How can you tell when elderly parents need a guardian?
Sometimes it is fairly obvious that an elderly person needs someone else to begin making decisions on his or her behalf. When elderly people are no longer physically or mentally able to care for themselves, the need for a guardian is readily apparent.
However, many situations are not so clear-cut. For example, almost everyone loses some cognitive abilities as they age, and the occasional memory lapse is entirely normal. But what is the difference between the occasional ‘senior moment’ and a more significant problem? Determining when to step in to help an elderly parent often requires the advice of doctors or other professionals who can evaluate the elderly person and determine if he or she needs care.
What do you have to do to be named a guardian of elderly parent?

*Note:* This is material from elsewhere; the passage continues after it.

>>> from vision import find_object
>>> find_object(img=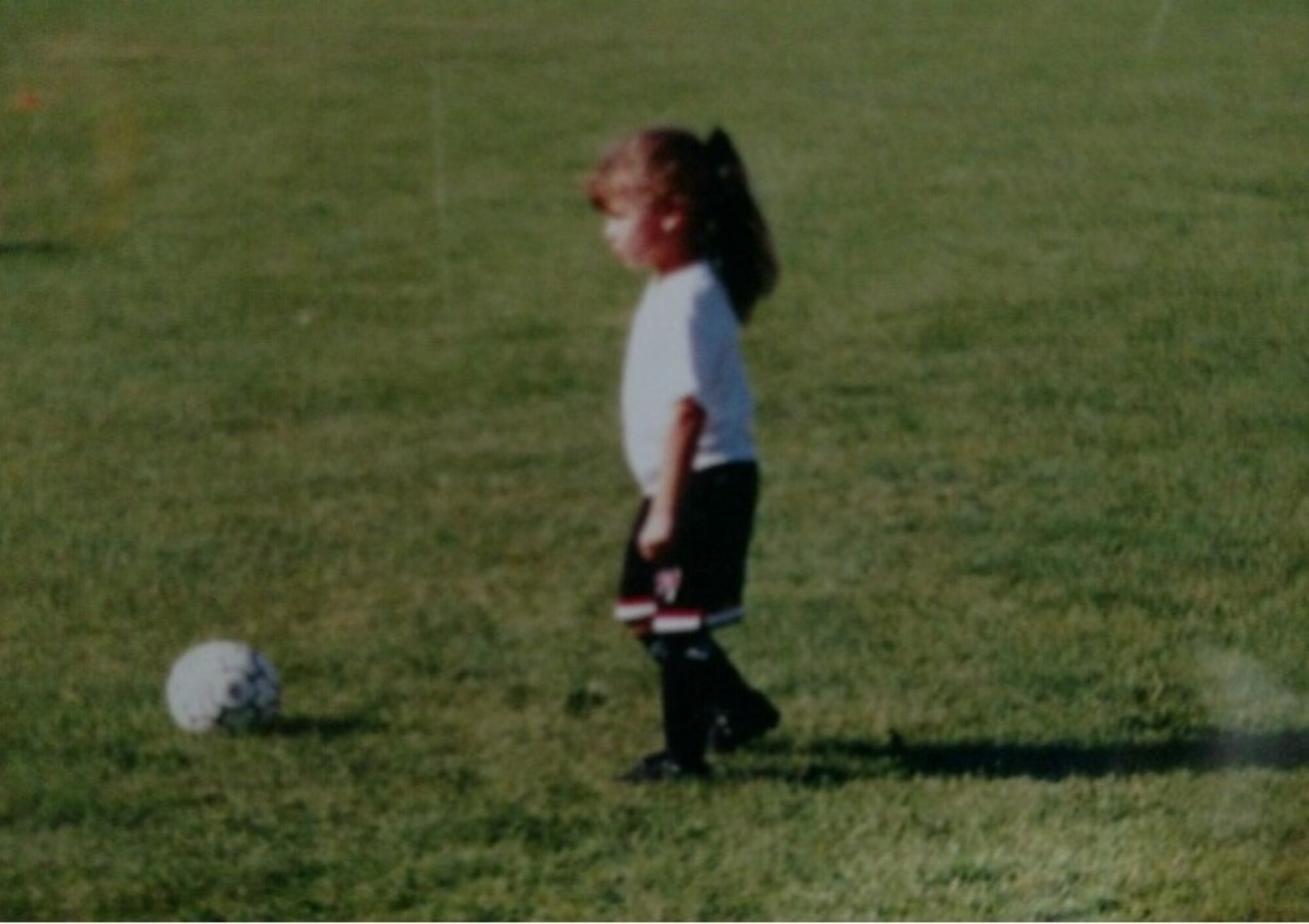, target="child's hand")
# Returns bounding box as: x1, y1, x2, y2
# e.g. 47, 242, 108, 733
636, 509, 673, 561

You cannot simply decide to become an elderly parent’s guardian. You will first have to file a petition with a North Carolina court, ask the court to hold a hearing, and ask it to name a guardian of the elderly person if it determines that person is in need. The process of filing for guardianship can be intimidating, especially if you have never file a petition before, or believe the request could cause difficulty or acrimony in your family.
Though there is no legal requirement that you hire an attorney to file for guardianship, it will always be in your best interests to have a lawyer provide you with legal advice and represent you in any action before a court.
Is there anything elderly parents can do to protect themselves?
Absolutely. As long elderly people are still mentally capable, they can create estate plans that include protections against the possibility that they one day become incapacitated. These protections typically include tools such as powers of attorney, trusts, and medical directives, but they all allow the elderly person to make decisions now about what they want to happen to them in the future. This effectively means that elderly people can choose who will become their guardian should they lose capacity.